Pierwsze dni na poboczu
6.11.2017, Ciudad de Panama, Most Ameryk, 13,33km.
Ruszam. Po ponad miesiącu spędzonym pod dachem bezpiecznego hostelu, w którym pracowałem, nie jest łatwo znowu zacząć gryźć piach pobocza. Przyzwyczaiłem sie do wody, prądu, łózka. Do poczucia bezpieczeństwa sie przyzwyczaiłem! No ale nie po to ruszyłem w świat żeby teraz gnić w czterech kątach. Właściciele hostelu, w którym „garażowałem” mój dziecięcy wózek, żegnali mnie z minami niedowierzania, że zrobię to co chce zrobić. Ja chyba też do końca w to nie dowierzam, ale… ktoś w ten wyczyn musi do cholery wierzyć! I najlepiej żeby to był jego wykonawca 🙂
Najpierw wyjazd ze stolicy. Dopiero kiedy człowiek jedzie z wózkiem uświadamia sobie jak nie przystosowane są miasta dla osób z wózkami, lub na wózkach. Niepełnosprawni całe życie mają pod górkę! No ale jedziemy. Powoli, do przodu, uczę sie prowadzić to moje monstrum.

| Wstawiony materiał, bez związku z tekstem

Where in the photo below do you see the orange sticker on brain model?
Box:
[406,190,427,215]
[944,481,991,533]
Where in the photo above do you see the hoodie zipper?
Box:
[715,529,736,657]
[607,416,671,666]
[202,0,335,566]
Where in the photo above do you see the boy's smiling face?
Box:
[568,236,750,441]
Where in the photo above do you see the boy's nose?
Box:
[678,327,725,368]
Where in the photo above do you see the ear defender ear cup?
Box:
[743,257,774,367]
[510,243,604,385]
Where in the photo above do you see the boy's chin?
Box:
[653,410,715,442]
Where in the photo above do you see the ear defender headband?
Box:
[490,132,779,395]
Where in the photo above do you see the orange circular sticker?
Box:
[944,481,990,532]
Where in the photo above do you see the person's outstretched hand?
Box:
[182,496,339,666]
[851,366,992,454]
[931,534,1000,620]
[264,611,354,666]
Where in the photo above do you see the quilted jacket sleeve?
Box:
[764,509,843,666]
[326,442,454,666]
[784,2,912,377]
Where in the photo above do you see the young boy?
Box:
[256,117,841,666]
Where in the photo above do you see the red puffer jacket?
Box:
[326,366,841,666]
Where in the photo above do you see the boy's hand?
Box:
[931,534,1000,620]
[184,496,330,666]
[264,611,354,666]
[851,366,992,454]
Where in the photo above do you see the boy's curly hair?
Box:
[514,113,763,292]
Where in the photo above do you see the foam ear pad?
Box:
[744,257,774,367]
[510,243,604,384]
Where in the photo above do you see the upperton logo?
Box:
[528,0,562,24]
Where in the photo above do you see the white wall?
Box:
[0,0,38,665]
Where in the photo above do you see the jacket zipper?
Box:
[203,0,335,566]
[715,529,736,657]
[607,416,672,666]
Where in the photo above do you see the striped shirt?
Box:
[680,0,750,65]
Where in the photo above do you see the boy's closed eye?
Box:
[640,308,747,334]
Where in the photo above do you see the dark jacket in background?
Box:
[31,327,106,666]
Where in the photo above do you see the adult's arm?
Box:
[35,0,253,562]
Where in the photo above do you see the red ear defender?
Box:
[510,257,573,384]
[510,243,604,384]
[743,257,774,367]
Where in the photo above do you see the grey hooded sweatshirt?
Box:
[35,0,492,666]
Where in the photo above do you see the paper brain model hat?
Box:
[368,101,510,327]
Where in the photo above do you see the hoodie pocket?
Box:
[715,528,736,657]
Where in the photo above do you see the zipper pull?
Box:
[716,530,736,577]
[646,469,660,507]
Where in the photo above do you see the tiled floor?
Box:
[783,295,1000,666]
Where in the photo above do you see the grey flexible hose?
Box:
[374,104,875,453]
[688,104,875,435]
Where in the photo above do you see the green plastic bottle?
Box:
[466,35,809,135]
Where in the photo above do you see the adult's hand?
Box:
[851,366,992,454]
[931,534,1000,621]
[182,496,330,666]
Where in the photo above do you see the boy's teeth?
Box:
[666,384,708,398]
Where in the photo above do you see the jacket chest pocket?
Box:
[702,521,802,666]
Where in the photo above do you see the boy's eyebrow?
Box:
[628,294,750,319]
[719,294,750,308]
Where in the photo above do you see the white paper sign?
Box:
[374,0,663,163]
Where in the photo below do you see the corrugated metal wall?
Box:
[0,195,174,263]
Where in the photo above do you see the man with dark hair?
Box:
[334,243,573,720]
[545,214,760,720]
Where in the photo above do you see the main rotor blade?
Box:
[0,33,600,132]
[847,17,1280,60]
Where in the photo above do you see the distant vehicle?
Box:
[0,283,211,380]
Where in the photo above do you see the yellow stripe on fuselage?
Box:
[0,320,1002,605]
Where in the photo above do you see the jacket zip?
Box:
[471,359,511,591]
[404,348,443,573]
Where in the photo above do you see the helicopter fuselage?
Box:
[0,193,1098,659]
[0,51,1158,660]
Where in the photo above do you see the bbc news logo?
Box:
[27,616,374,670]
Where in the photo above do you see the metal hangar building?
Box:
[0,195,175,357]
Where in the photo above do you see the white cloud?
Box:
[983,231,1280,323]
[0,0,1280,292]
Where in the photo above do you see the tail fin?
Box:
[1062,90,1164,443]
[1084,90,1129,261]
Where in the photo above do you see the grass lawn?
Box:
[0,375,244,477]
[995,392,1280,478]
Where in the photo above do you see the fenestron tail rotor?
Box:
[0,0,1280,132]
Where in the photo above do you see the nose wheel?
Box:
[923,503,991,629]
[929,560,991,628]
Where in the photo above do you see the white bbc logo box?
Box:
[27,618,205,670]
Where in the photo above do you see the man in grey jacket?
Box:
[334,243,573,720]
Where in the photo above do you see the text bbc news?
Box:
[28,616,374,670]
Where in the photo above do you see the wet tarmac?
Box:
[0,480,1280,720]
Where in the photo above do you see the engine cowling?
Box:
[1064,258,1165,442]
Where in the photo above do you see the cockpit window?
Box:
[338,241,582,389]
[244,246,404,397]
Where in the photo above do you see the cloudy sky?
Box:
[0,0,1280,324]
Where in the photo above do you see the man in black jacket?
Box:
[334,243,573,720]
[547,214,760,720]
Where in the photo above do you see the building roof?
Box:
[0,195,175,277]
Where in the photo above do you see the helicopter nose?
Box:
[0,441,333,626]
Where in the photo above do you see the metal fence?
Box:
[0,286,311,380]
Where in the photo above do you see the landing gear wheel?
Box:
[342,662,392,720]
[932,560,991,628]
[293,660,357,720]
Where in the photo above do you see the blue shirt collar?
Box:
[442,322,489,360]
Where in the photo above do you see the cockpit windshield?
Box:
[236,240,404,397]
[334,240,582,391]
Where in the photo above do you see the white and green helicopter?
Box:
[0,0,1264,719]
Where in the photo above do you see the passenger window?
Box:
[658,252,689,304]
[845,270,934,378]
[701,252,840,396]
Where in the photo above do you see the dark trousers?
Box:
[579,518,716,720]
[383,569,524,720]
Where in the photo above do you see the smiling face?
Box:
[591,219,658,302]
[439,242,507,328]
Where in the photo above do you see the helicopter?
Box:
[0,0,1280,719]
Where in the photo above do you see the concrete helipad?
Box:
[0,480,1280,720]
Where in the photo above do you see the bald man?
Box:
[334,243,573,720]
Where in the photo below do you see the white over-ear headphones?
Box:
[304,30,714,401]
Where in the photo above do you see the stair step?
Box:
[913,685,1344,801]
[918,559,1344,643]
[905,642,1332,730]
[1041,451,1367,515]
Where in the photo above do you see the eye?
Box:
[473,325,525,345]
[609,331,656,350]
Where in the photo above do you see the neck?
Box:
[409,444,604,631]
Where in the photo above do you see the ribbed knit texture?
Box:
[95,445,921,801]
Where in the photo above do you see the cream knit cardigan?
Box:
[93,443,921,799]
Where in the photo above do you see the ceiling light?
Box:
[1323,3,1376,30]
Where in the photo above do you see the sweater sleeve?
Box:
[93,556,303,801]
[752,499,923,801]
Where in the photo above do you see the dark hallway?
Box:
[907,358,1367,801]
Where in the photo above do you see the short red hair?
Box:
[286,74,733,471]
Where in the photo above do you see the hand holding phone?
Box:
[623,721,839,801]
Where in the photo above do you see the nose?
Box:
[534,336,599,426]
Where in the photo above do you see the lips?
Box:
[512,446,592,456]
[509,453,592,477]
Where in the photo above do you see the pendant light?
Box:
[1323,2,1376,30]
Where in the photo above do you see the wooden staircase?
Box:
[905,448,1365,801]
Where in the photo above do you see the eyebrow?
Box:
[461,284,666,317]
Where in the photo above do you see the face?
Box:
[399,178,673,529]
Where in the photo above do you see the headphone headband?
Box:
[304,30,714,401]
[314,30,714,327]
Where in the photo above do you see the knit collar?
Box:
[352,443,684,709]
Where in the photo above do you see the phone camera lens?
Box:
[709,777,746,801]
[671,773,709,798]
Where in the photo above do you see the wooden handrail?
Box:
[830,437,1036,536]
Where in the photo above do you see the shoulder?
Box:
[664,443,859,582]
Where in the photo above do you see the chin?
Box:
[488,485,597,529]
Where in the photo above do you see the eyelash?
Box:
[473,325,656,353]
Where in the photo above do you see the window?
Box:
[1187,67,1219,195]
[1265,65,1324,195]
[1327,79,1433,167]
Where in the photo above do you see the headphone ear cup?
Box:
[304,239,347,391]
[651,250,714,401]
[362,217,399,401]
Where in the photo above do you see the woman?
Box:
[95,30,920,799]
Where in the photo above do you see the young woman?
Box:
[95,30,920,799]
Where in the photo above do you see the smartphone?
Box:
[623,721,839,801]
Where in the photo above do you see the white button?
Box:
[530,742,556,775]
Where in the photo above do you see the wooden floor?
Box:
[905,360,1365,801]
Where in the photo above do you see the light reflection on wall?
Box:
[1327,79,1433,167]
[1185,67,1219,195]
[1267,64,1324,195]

Dojeżdżam do Mostu Ameryk, symbolicznie łączącego Ameryke Południową ze Środkową, a fizycznie dwa brzegi Kanału Panamskiego. Zaczyna sie problem, bo okazuje się, że strona po której zdecydowałm się jechać… prawie nie ma pobocza! A przecież z okna busika, którym tu wjeżdżałem, wydawało sie, że jest z obu! Nie mam chęci wracać 2 kilometry żeby przejść na drugą stronę, więc twardo pre do przodu. Po drodze znajduje używany kapelusz! Dobry znak, takiego potrzebowałem! Ale tu się kończą dobre znaki. Dalej tylko góry śmieci zawalające wąziutkie pobocze. Żeby przejechać muszę je przerzucić za siebie, bo nie ma jak przejechać. Za mój wózek lecą odpadki, kawałki mebli, a nawet dwa zderzaki samochodów. Czego to ludzie nie zostawią na moście!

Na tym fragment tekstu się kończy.